L’économie mondiale étant en transition vers un modèle à faibles émissions de carbone et davantage virtuel, le partenariat constitue donc une tentative de mise en place de chaînes d’approvisionnement en minéraux et métaux qui seront essentiels à la fabrication de pointe. Ainsi, les gouvernements canadien et européens tentent surtout de diversifier leur dépendance économique – notamment envers la Chine qui a déjà fourni quelque 98,5 % des éléments de terres rares à l’UE; l’Europe demeure d’ailleurs une destination d’exportation clé pour les matières premières canadiennes – et de se tourner vers des alliés plus traditionnels. Lors de la conférence de presse conjointe qui a suivi le Sommet des dirigeants, la présidente de la Commission européenne, Ursula von der Leyen, a expressément déclaré que cette diversification était l’un des principaux objectifs de l’UE dans le cadre du partenariat.
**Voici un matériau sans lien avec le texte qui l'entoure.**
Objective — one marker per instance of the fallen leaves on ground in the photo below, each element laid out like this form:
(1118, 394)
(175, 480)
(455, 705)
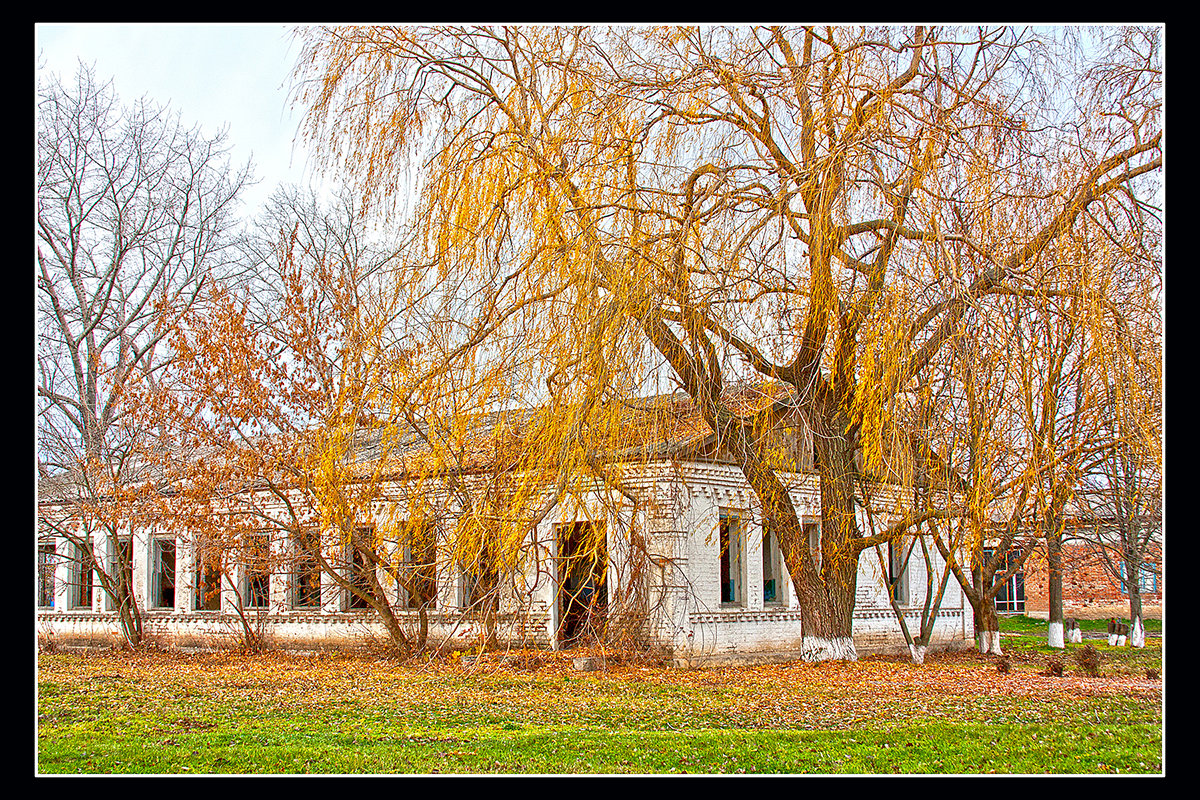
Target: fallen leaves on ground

Ce partenariat a été conclu après que des rapports ont révélé, plus tôt cette année, que la Chine envisageait de restreindre ses exportations d’éléments de terres rares aux pays qu’elle considère comme une menace pour sa sécurité nationale, soulignant ainsi la vulnérabilité potentielle de la chaîne d’approvisionnement.
Le partenariat fait également suite au lancement du plan d’action en faveur des matières premières critiques de la Commission européenne en septembre 2020. Ce plan vise à garantir la résilience des chaînes d’approvisionnement en minéraux essentiels, notamment en ajoutant le Canada à la liste des « pays riches en ressources » présentant « un énorme potentiel inexploité pour la mise en place de partenariats durables et responsables ».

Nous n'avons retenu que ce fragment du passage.